Insolvencies in Britain were low during the COVID-19 pandemic because of an 80-billion-pound ($102-billion) business loan programme and a temporary bar on court-ordered liquidations.

However numbers have risen since, hitting a 13-year high in the final quarter of 2022 and staying close to that in the first quarter of 2023.

"Given that trading conditions remain extremely challenging, the number will likely continue to climb through the second half of the year," said David Kelly, head of insolvency at accountants PwC.

PwC said construction and retail were the hardest-hit sectors, and the number of food manufacturers in trouble was also increasing. Some 99% of liquidations featured companies with annual sales of under 1 million pounds, it added.
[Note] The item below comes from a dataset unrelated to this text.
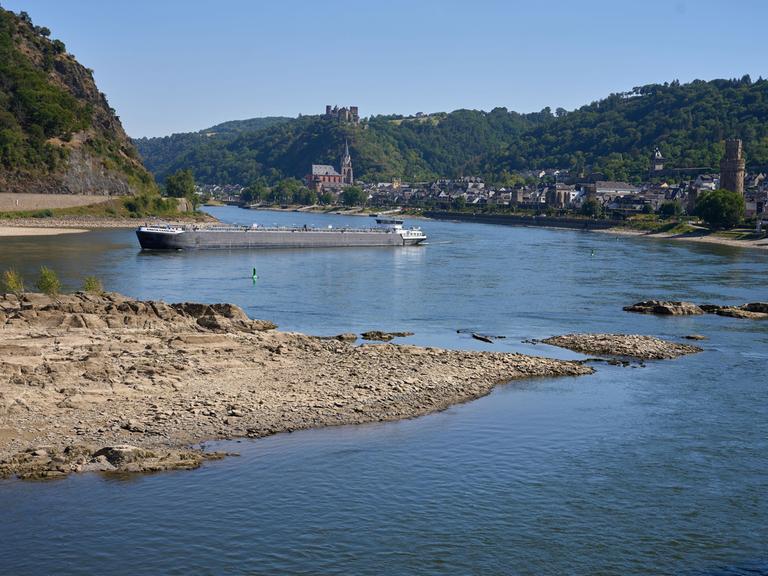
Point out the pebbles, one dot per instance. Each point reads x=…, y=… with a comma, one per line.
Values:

Businesses and consumers have been hit hard over the past year by a surge in the cost of energy and food, and most companies now have higher wage bills too.

Overall profit margins outside the oil and gas sector had not increased as of the end of 2022, official data show.

Financing costs are also rising sharply, as the Bank of England has raised interest rates to 4.5% from 1% a year ago, and is expected to increase rates again next week as consumer price inflation remained high, at 8.7% in April.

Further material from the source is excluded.